I first read the book My Name Is Aram when I was a
boy. After I finished, I told my father I wanted to be just like William Saroyan–the best Armenian writer in America.
“The best Armenian writer in America is Aram
Haigaz,” he said.
When
I asked him to explain, my father pointed to his shelves of impenetrable Armenian
books.
“When
you learn to read Armenian, you’ll understand.”
I
never did, but the name stayed deep in my memory until after my father died and
I began my long search through his books and papers for clues to his thoughts
and life. In a very old and tattered copy of The Armenian Review, I found one
of the few Aram Haigaz stories that had been translated into English.
It
was a tale of two Armenian boys who survived the Genocide by converting to
Islam in order to take shelter with a Kurdish tribe. Their experience
paralleled what I knew of my father’s life after his grandmother snatched him
from her dying daughter’s arms and gave him to a Kurdish chief.
Through
this autobiographical story, Haigaz let me peer into a mysterious realm that
was absent from the many Genocide histories I’d read. It also offered powerful
testimony that that the Armenian identity may be obscured but it can never erased
as long as any of us survive.
When
I wrote my own memoir about my father, I included an extended reference to this
story and its author and then tucked the name back into my memory. It jumped
out again a few weeks ago as I began preparing to represent the newly formed
American-Armenian Writers Guild at the London Book Fair.
It is a remarkable
book with an even more remarkable story behind its publication nearly 30 years
after the author’s death.
Aram
Haigaz is the pen name of Aram Chekenian, who was 15 when Turkish troops
approached his native Shabin Karahisar in June 1915. The Armenians climbed to a
mountain fortress and held off the attackers for nearly a month.
Chekenian and his mother were among the few who lived
through the siege, only to be forced to march toward the desert and certain death.

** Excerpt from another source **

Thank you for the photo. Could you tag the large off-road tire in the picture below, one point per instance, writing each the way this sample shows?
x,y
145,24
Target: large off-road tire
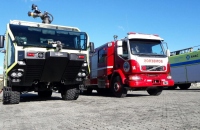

At his tearful mother’s urging, Chekenian saved himself by declaring his
new-found faith in Allah and adopting a Muslim name. Like the boys in the story
I read, he began a new life as a Kurdish shepherd.
His masters were certain the boy’s conversion was sincere
but they were wrong. He ultimately escaped and made his way to America. There
he began yet another life, but this time with two distinct dimensions and
identities.
To
his American friends and neighbors, he was Aram Chekenian, hard-working father
and husband who earned a living as a photoengraver at the New York Daily
Mirror. To Armenians around the world, he became Aram Haigaz, whose writing stood
as lasting testimony to the truth of the Armenian Genocide.
He
ultimately wrote 10 books, but only the first was published in English way back
in 1935. He wrote all the rest in Armenian. As I read about the new English-language edition of his memoir,
I was startled to discover that his daughter Iris was among the many
American-born Armenians who’d never read the book while her father was alive.
Like
me, she didn’t read Armenian – and like my father, hers didn’t tell his story
easily. So Iris went about her own very busy life of accomplishment as a
Hollywood story editor and public relations professional knowing little about
the events her father chronicled.
In an interview with journalist and author Deborah Kalb, Iris recalled standing in
her father’s library after his death in 1986. She couldn’t so much as read the
titles of the books he’d written.
Determined to unlock the literary and
historical treasure her father had left, she began to study the Armenian
alphabet but soon discovered that her conversational Armenian skills didn’t
prepare her to understand her father’s idioms and obscure references to Turkish
and Kurdish culture.
In
reading as much as she could, Iris became convinced that her father’s work was
important documentation of largely untold history. She devoted years of study,
research and consultation necessary to translate his most important book for a
far wider audience.
I
started reading it this morning but I’m already certain Iris was correct in her
estimation of its importance.
Scholars
are just beginning to assess the unknown number of Armenians who survived the
Genocide by allowing their identity to be obscured. Many grandchildren of those
children live today as Turks or Kurds, some knowing their roots but still
afraid to reveal them.
Four Years is a rare document by one who survived as an
Armenian with the determination to speak the truth and the ability to express
it eloquently.
I
was hoping to finish reading the book before I leave for London later this
week, but it is too rich to rush through. I’m overwhelmed not only by the story
but by the scope of what Iris has accomplished.
For
many Armenians, her father was the voice of his generation. Now that voice can
be heard by every generation of Armenian-Americans to come.